For me this was tremendous news. I had been trying to track down the authors of all those faux-EQ paperbacks but was still missing some. Suddenly out of the blue, three more pieces of the puzzle had fallen into place. Patty: Thank you, thank you, thank you.
The Queen paperback originals had come about during the years when Manny Lee, whose function in the partnership had been to expand his cousin Fred Dannay’s lengthy synopses into novels, was suffering from writer’s block. At the same time the literary agency representing the cousins was looking for ways to expand the Queen readership beyond the confines of formal detective fiction. The result was an arrangement whereby other clients of the agency would be paid a flat fee per book to write paperback novels — standalones, without Ellery or the other Queen series characters — to be edited by Manny and published as by Queen.
It was a terrible idea, which Fred Dannay strongly opposed, but in view of Manny’s situation and the large family he had to support, there seemed no alternative but to agree. Between 1961 and 1972 a total of 28 books ghosted by nine authors were published under this arrangement. In order of their assumption of the Queen byline, the authors were Stephen Marlowe (1), Richard Deming (9), Talmage Powell (6), Henry Kane (1), Fletcher Flora (3), Jack Vance (3), Chuck Runyon (3), Walt Sheldon (1), and Edward D. Hoch (1).

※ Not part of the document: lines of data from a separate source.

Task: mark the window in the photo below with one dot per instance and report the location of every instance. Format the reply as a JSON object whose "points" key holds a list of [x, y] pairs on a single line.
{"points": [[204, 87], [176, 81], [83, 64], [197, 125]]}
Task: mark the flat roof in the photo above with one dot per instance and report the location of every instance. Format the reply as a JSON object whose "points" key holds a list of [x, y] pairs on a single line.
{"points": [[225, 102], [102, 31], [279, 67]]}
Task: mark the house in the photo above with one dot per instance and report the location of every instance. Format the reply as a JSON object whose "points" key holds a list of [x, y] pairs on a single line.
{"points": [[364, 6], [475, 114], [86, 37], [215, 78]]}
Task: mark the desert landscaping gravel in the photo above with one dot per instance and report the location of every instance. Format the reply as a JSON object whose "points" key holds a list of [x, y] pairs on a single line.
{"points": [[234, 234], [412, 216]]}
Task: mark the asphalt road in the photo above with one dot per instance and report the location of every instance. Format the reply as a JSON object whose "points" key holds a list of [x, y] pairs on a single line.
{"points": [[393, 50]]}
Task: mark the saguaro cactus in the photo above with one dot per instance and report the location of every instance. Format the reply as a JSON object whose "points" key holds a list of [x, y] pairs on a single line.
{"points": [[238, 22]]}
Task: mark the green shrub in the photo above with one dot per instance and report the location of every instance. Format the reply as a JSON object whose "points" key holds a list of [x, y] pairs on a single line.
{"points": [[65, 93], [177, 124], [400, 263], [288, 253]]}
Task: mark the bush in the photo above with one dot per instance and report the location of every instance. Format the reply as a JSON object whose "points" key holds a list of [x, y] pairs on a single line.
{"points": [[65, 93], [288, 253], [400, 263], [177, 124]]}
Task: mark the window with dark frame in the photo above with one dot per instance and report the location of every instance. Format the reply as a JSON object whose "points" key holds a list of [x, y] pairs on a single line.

Jack Vance (1916-2014) was the longest-lived of the nine but Runyon was the last man standing.
He had authored a few paperback original crime novels for Fawcett Gold Medal and some hardboiled stories for Manhunt when he took on the Queen mantle, debuting with THE LAST SCORE (Pocket Books pb #50486, 1964), which Anthony Boucher in the Times Book Review (January 24, 1965) rightly called “a straight-out adventure thriller.” Tough tourist guide Reid Rance is hired to chaperon a wealthy teen-age sexpot on a journey through Mexico, a country with which Runyon was intimately acquainted. When the girl is kidnapped and held for ransom, our macho protagonist doesn’t bother to notify the authorities but launches a one-man war against the abductors. The background is vividly evoked, the descriptions of a marijuana “high” ring true, and despite some implausibilities in the slender storyline this is a model of men’s-magazine adventure fiction. “Good violent excitement,” said Boucher, “tightly told.” But — an Ellery Queen novel???
Runyon brought another macho action yarn under the EQ umbrella in THE KILLER TOUCH (Pocket Books pb #50494, 1965). A tough Florida cop, tormented by a wound and his guilt at killing a teen-ager in line of duty, comes to a tropical island resort where a gang of thieves headed by a doom-haunted sadistic intellectual has just moved in after pulling off a diamond robbery.
The writing is vivid, the incidents lurid, the climax rushed, and Runyon crams in enough torture scenes, sex teasing and carnage to satisfy the most rabid. Was Boucher turned off by all the bloodletting? For whatever reason he chose not to review this one.
Roughly four years passed before Runyon sailed under the EQ flag for the last time. KISS AND KILL (Dell pb #4567, 1969) is a tornado-paced novel of pursuit and menace complete with sex, sadism, machismo and a psychopathic creep. When a young Chicago housewife vanishes after returning from a tour of — here we go again! — Mexico, her distraught husband and a local PI take up the trail and soon discover that everyone else on that tour has either disappeared or suffered a violent death.
About halfway through the book the action shifts to south of the border and the two urban male protagonists, joined by a woman photographer from St. Louis, become instant experts at guerrilla warfare against professional killers. But neither this implausible development nor the recycling of tough-guy fiction’s most overused climactic “surprise” diminishes the pure headlong storytelling drive that makes Runyon’s ultimate men’s-mag adventure unputdownable. Boucher didn’t review this one either but not by choice: he had died the year before it came out.
From the Runyon file in one of my cabinets I discovered something that thanks to old age I had totally forgotten: Chuck and his wife had actually stayed with Patty and me around Christmastime one year, and we had hosted a little party to introduce him to some other St. Louis-area mystery writers. Several of his novels are on my shelves, a few of them inscribed to me, probably during his visit. If those who are interested in the books he wrote under his own name follow this link to Steve’s primary Mystery*File website for an interview conducted several years ago by Ed Gorman. I strongly recommend it to anyone who wants to know more about Chuck’s life and work. I only wish I had known him better.